The decline in demand is reflected in the activity of companies in the euro area

The third quarter of the year did not start with good expectations in the eurozone and the risk of recession became more acute, according to the PMI index prepared by S&P Global. Project Management Institute ( Purchasing managers indexes As for its English acronym) Composite for the region, it represents the largest decline in eight months and amounted to 48.9 points in July. In this indicator, a number below 50 points indicates an economic contraction, while above indicates growth in business activity. Although inflation took a breather – the input cost ratio, measured in both sectors, fell again for the tenth month in a row -, The high rate policy set by the European Central Bank It continues to weigh on demand, which complicates business development.

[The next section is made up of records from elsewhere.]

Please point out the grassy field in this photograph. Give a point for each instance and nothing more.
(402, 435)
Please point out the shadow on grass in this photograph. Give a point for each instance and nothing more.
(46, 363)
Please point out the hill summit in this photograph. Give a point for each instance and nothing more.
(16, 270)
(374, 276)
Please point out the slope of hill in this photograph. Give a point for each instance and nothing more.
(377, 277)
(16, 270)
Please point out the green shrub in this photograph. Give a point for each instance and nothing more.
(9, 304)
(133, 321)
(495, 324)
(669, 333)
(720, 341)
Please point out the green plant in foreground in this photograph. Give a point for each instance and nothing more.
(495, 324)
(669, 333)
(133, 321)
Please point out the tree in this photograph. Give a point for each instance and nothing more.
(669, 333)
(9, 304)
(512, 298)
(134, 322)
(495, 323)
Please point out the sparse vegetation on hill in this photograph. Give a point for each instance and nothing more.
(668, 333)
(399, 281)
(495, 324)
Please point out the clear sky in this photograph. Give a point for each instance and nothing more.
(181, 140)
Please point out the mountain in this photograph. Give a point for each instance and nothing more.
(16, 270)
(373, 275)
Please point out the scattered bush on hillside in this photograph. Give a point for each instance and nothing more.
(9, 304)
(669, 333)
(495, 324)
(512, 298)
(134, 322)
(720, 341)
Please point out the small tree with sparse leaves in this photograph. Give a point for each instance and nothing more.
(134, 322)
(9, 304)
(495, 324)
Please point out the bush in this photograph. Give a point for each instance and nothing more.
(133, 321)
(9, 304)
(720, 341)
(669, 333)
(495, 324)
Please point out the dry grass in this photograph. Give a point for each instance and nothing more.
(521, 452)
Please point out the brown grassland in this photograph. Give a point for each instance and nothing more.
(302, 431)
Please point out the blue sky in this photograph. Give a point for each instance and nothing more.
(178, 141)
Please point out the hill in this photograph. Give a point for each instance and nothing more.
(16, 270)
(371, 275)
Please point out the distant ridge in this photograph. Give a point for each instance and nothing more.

The sector suffering the worst is industry, staying at 42.7, its lowest in 38 months. “The manufacturing sector continues to be the Achilles’ heel of the eurozone,” says Cyrus de la Robbia, chief economist at Hamburg Commercial Bank. For its part, the services sector is still positive, as it scored 51.1 points, but it declined by 0.9 compared to the previous month, and its growth is not enough to compensate for the bad industrial data.

Vegas Consecutive price hikes And the looming threat of a recession makes the landscape difficult for entrepreneurs. Moreover, though July inflation eased to 5.5% According to Eurostat, the core rose by two dozen, removing the possibility of an outage of restrictive monetary policies. In fact, the future prospects of traders are diminishing, and when asked if the level of production of their companies is higher, the same or lower than the previous month, most of the answers are negative, leaving the industrial production index at 42.9 in July, compared to 44.2 in June.

In addition to the poor prospects for the future, the deterioration of demand conditions is the big problem for business activity. The document indicates that fewer new orders are coming in and it is the lowest moment since November last year. This has led companies to reduce their activity levels, which will have an expected negative impact on employment levels. The British company warns that the industrial sector is the most sensitive, with one of the sharpest declines since 2009. In the case of the services sector, it records in this seventh month the first drop in orders since December.

Hiring fell in July, leaving the smallest monthly increase in hiring since February 2021. By sector, manufacturing is losing jobs for the second month in a row and the services sector maintains employment, but with the lowest growth in five months. Another consequence of lower demand is lower purchases of inputs, which in the case of the industry have fallen to 2009 levels.

France and Germany are slowing down

The two largest economies in the eurozone are not experiencing their best moments either. In France, overall activity decreased for the second month in a row and recorded this at the highest intensity rate since 2020. Its composite index reached 46.6 points, and services (47.4) and industry (44.5) were in the negative zone. Among the reasons, Hambug Commercial Bank economist Norman Lipke points to a decline in exports since “prices have continued to rise at a very high rate”. It is also necessary to consider that the return of the euro against the dollar. It fell 0.4% to $1,108, which could improve the competitiveness of exports but worsen the profitability of imports.

Germany too in the contraction zone. The recession of the German economy, which contracted, according to the statistics office “Distatis”, by 0.3% during the first quarter, is due to the difficulties of industry and weak private consumption.

The composite PMI fell from 50.6 in June to 48.3 in July. In this case, the manufacturing sector was hit hard, scoring 38.8 points and falling behind services. On the other hand, the latter remained positive with 52 points. The report indicates that the decline of German industry is the most serious since 2009, if the Covid period is excluded. “There are increasing chances that the economy will enter a recession in the second half of the year,” de la Robbia said. The economist pointed out that German GDP growth forecasts for the third quarter point to negative growth.

Economic deterioration, according to the chief economist of the Hamburg Commercial Bank, will be the trend in the medium term: “It is likely that the eurozone economy will continue its downward trajectory into deflationary territory in the coming months, given that the services sector – which has been recording the best data so far – is still losing momentum,” he concluded.